Generate PDFs from HTML templates, uploaded assets, or remote URLs.
Convert Office, HTML, image, and PDF files between supported formats.
OCR scans and extract text, tables, or key-value pairs.
Redact PII, watermark, sign, fill forms, merge, split, rotate, flatten, or encrypt PDFs.
Produce delivery targets like PDF/A, PDF/UA, optimized PDFs, or linearized PDFs.
Check credits before large, batch, or AI-heavy runs.

Prefer scripts/*.py for covered single-operation workflows.
Use assets/templates/custom-workflow-template.py for multi-step jobs that should still run through the Python client.
Use the modular references/ docs and direct API payloads for capabilities that do not yet have a dedicated helper script, especially HTML/URL generation and compliance tuning.
Use local PDF utilities only for lightweight inspection. Use Nutrient when output fidelity or compliance matters.

convert.py -> convert between pdf, pdfa, pdfua, docx, xlsx, pptx, png, jpeg, webp, html, and markdown
merge.py -> merge multiple files into one PDF
split.py -> split one PDF into multiple PDFs by page ranges
add-pages.py -> append blank pages
delete-pages.py -> remove specific pages
duplicate-pages.py -> reorder or duplicate pages into a new PDF
rotate.py -> rotate selected pages
ocr.py -> OCR scanned PDFs or images
extract-text.py -> extract text to JSON
extract-table.py -> extract tables
extract-key-value-pairs.py -> extract key-value pairs
watermark-text.py -> apply a text watermark
redact-ai.py -> detect and apply AI-powered redactions
sign.py -> digitally sign a local PDF
password-protect.py -> write encrypted output PDFs
optimize.py -> apply optimization and linearization-style options via JSON

Do not add new committed pipeline scripts under scripts/.

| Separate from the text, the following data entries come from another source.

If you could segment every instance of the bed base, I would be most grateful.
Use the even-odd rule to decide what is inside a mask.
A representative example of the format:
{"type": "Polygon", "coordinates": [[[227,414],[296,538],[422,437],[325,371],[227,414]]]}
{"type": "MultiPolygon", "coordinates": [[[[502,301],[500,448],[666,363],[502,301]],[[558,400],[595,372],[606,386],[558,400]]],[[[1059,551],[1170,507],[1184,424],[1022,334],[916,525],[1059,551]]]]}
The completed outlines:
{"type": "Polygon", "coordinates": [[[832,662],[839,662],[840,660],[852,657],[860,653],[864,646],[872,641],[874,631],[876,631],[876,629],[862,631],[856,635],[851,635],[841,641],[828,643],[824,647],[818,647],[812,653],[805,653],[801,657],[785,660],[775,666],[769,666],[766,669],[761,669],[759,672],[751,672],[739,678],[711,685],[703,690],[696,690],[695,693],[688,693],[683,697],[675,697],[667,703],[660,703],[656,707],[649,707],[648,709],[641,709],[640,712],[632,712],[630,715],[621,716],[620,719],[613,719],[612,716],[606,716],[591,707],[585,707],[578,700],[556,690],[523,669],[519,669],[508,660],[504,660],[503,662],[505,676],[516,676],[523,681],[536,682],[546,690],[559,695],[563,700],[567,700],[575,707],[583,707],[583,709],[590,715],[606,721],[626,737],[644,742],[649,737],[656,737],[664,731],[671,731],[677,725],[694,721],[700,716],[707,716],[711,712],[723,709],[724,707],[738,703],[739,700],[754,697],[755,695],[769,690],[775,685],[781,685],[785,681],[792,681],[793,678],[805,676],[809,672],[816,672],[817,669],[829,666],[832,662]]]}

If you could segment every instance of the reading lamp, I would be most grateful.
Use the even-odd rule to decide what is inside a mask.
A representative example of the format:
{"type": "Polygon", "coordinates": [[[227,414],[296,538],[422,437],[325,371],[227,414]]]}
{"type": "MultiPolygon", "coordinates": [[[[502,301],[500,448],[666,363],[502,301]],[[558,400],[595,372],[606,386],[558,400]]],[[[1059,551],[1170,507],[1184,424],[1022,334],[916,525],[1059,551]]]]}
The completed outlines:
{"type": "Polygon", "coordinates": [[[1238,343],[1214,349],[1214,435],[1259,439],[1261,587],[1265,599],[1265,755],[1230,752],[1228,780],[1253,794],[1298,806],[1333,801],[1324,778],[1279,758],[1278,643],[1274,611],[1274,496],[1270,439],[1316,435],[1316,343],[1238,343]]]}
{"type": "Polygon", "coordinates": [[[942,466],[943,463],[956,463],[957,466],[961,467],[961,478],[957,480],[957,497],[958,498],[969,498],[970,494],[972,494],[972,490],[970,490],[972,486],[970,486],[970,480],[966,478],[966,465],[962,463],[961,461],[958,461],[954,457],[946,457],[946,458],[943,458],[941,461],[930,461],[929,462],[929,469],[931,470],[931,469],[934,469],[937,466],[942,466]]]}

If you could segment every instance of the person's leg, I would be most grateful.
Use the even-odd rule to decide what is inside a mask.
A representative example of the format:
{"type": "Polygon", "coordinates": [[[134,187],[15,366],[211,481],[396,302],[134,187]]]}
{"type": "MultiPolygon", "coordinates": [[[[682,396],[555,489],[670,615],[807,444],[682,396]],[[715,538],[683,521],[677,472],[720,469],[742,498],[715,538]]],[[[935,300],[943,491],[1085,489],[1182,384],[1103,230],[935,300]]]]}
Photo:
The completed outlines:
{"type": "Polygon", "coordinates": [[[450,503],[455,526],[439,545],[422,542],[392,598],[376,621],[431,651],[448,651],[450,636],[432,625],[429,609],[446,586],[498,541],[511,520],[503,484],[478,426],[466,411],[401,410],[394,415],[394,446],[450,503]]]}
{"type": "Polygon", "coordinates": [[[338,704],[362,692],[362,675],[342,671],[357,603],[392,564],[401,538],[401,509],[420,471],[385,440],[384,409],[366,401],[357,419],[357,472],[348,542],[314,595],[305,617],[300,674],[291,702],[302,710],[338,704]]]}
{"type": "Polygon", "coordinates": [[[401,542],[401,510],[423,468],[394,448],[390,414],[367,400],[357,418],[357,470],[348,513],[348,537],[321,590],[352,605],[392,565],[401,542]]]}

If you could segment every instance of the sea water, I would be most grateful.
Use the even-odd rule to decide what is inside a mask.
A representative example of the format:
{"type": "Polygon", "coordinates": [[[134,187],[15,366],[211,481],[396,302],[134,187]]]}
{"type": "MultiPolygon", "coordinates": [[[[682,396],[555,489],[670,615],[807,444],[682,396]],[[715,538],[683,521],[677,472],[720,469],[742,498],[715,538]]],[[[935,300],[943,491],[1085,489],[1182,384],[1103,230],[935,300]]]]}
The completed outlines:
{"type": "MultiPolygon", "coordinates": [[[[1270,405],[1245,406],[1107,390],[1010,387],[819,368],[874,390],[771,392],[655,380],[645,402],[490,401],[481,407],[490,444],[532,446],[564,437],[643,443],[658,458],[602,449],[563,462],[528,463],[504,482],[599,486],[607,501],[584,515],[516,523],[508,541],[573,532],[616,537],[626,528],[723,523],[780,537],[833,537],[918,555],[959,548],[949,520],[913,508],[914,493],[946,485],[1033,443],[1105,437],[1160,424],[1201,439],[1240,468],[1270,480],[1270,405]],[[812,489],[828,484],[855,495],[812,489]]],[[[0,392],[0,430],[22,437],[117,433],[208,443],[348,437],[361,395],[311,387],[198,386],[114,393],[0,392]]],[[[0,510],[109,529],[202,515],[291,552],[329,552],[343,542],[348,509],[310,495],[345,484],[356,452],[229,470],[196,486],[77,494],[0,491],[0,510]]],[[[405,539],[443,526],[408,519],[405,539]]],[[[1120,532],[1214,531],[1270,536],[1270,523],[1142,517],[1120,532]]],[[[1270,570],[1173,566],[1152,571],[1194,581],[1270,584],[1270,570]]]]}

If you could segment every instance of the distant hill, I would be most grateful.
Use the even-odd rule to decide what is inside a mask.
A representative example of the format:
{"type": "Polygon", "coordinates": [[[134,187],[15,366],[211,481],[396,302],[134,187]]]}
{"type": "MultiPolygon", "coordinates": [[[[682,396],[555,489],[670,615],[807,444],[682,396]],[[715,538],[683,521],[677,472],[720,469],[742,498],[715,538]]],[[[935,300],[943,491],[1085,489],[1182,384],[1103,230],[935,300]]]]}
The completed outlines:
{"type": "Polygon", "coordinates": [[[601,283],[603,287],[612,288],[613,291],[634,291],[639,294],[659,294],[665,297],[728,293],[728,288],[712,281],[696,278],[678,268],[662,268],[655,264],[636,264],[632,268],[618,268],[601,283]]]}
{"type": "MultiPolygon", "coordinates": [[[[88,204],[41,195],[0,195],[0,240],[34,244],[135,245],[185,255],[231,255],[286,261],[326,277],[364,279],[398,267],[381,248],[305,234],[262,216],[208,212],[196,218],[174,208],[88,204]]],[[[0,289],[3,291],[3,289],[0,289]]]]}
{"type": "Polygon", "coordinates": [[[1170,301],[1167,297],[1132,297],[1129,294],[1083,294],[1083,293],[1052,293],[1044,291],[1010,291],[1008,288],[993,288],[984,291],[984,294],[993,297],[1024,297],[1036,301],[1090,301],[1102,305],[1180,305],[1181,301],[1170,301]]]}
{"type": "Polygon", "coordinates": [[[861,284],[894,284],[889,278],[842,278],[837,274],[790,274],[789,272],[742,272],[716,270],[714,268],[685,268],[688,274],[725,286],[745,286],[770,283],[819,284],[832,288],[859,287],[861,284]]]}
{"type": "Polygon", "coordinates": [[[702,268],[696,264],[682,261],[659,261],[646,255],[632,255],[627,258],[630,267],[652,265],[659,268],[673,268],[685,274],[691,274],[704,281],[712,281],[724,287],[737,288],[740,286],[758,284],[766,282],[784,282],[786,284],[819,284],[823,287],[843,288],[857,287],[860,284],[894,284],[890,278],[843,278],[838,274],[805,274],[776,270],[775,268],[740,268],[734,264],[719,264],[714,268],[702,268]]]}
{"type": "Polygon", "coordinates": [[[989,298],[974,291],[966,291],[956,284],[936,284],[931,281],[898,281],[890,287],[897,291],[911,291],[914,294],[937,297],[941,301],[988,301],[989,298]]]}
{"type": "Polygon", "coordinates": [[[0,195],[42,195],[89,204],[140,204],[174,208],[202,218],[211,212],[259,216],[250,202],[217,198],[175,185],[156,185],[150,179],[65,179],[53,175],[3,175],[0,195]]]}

When the user asks for multiple operations in one run:

Copy assets/templates/custom-workflow-template.py to a temporary location such as /tmp/ndp-workflow-<task>.py.
Implement the combined workflow in that temporary script.
Run it with uv run /tmp/ndp-workflow-<task>.py ....
Return generated output files.
Delete the temporary script unless the user explicitly asks to keep it.

split.py requires a multi-page PDF and cannot extract ranges from a single-page document.
delete-pages.py must retain at least one page and cannot delete the entire document.
sign.py only accepts local file paths for the main PDF.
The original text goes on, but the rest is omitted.